CCSD(T)/CBS fragment-based calculations of lattice energy of molecular crystals.

Abstract

A comparative study of the lattice energy calculations for a data set of 25 molecular crystals is performed using an additive scheme based on the individual energies of up to four-body interactions calculated using the coupled clusters with iterative treatment of single and double excitations and perturbative triples correction (CCSD(T)) with an estimated complete basis set (CBS) description. The CCSD(T)/CBS values on lattice energies are used to estimate sublimation enthalpies which are compared with critically assessed and thermodynamically consistent experimental values. The average absolute percentage deviation of calculated sublimation enthalpies from experimental values amounts to 13% (corresponding to 4.8 kJ mol(-1) on absolute scale) with unbiased distribution of positive to negative deviations.
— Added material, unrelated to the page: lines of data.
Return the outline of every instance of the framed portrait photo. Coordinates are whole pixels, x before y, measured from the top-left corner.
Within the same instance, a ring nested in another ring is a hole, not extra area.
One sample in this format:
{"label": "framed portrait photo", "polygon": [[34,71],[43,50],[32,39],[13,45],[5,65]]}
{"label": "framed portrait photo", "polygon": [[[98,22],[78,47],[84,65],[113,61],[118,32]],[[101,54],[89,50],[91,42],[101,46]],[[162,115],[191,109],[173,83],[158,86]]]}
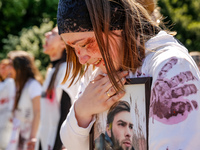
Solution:
{"label": "framed portrait photo", "polygon": [[130,78],[126,94],[97,114],[90,132],[90,150],[148,150],[152,77]]}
As pair interaction energies present a dominant contribution to the lattice energy and CCSD(T)/CBS calculations still remain computationally costly, benchmark calculations of pair interaction energies defined by crystal parameters involving 17 levels of theory, including recently developed methods with local and explicit treatment of electronic correlation, such as LCC and LCC-F12, are also presented. Locally and explicitly correlated methods are found to be computationally effective and reliable methods enabling the application of fragment-based methods for larger systems.